Splitting
Splitting strings into substrings is realized by these 3 API functions:
Getting all prefixes
To get all possible prefixes of the given string you can call all-prefixes
function from the API. In its basic form, it takes one argument which should be a string and returns a lazy sequence of strings, including the original string in the last position:
(require '[smangler.api :as sa])
(sa/all-prefixes "") ; => nil
(sa/all-prefixes "abcdef") ; => ("a" "ab" "abc" "abcd" "abcde" "abcdef")

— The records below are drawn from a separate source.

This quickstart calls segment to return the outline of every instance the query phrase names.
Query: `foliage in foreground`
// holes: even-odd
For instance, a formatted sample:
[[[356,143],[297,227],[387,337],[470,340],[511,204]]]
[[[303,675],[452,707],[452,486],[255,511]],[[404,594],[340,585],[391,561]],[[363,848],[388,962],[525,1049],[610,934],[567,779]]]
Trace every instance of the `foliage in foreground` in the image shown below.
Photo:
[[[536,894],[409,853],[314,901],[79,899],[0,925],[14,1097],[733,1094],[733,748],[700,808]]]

(sa/all-prefixes "a") ; => ("a")
Coercion to strings
You can pass other types of arguments and they will be coerced to strings. Single characters and numbers are supported, and so are collections of strings, characters and numbers:
(require '[smangler.api :as sa])
(sa/all-prefixes 12345) ; => ("1" "12" "123" "1234" "12345")
(sa/all-prefixes \a) ; => ("a")
(sa/all-prefixes [0 1 2]) ; => ("0" "01" "012")
(sa/all-prefixes [\a \b \c]) ; => ("a" "ab" "abc")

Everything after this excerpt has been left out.